Subscribe to DSC Newsletter

Summary:  Is predictive modeling dead?  Have we wasted our time practicing this?  I don’t think so but here are some interesting thoughts to the contrary.

I just read a thought provoking article by Smita Adhikary of Big Data Analytic Hires under the title "Is Logistic Regression Dead?".  And I might well have passed over this as a narrow observation about a single ML technique.  Except that on taking another look what she’s really proposing is that Predictive Modeling in total is dead?  In the article she proposes:

Where ever we deal with a customer through digital media the focus of predictive analytics has shifted from prediction to classification.

" All of a sudden the whole world of analytics is now talking about Support Vector Machines, Random Forests, Bagged Regressions et al. – everything is about classification; everything is about adaptively learning and self-evolving algorithms that augment the understanding of the customer with every successive digital footprint."

Now there is a clear line of demarcation between 'predictive modelers' and 'data scientists'.

"The former have been kind of relegated to traditional banking, insurance, telecom companies where static scores and optimization based solutions are still pursued.
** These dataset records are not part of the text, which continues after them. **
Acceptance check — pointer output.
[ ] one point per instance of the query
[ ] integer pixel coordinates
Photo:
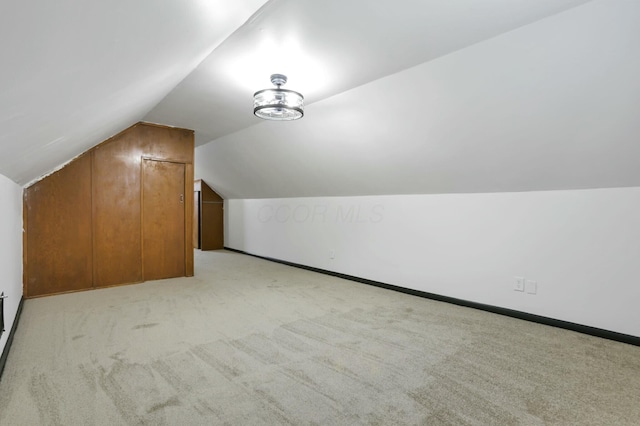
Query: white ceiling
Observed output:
(77, 72)
(410, 96)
The latter define the sought after (just like we were eons ago) whiz-kids ruling the roost at the cool tech companies, and presumably changing the world."  (Ouch!)

This paradigm shift has drastically changed the ‘skills’ requirement in job descriptions:

"When screening candidates employers are now specifically looking for ‘Python, R and machine learning’, as against ‘SAS, regression, optimization’ in the days of yore."

Ms. Adhikary might as well have said that predictive modeling is a dead end that you might as well not bother studying.  But her credentials are good.  She started her career as a quant and is now a Managing Consultant with Big Data Analytic Hires which focuses on sourcing for data science.  She's right there in the hiring flow so her point of view should have some validity.

Personally, I still see the world divided between the Big-Web-User community where interacting with the client is always digital, and the Core Data Science community where digital interaction may occur but is secondary to in-store or in-person sales events.  If you are recruiting just for Big-Web-Users then your point of view may naturally become skewed.

If you’re living entirely in the digital world with your customers then I think she’s right.

“Cut to the digital era, the customers and the (ecommerce) merchant have now started interacting in a dynamic setting where nothing is frozen anymore. … The customers are free to navigate the merchant website any which way they fancy. … the customer’s site navigation on the day of the purchase is mere execution of a decision that has been made even before the customer lands on the site…the pages visited on the day of the purchase are often not causal to the purchase, just simply correlated.”

Kind of makes you feel sorry for the DS practitioners who focus on UX and web interaction.  In the completely dynamic interactions of the digital world if correlation is all you’ve got then classification may be the best you can do.

But that doesn’t mean that half your education in the predictive arts has just become irrelevant.  We all need to keep up on the latest ML techniques and if you're a practitioner chances are you are elbows deep in SVMs, random forests, and the other latest classification tools.  But here's an interesting fact from Forrester, despite the attention grabbing growth of ecommerce it still represents only about 9% of total US retail sales.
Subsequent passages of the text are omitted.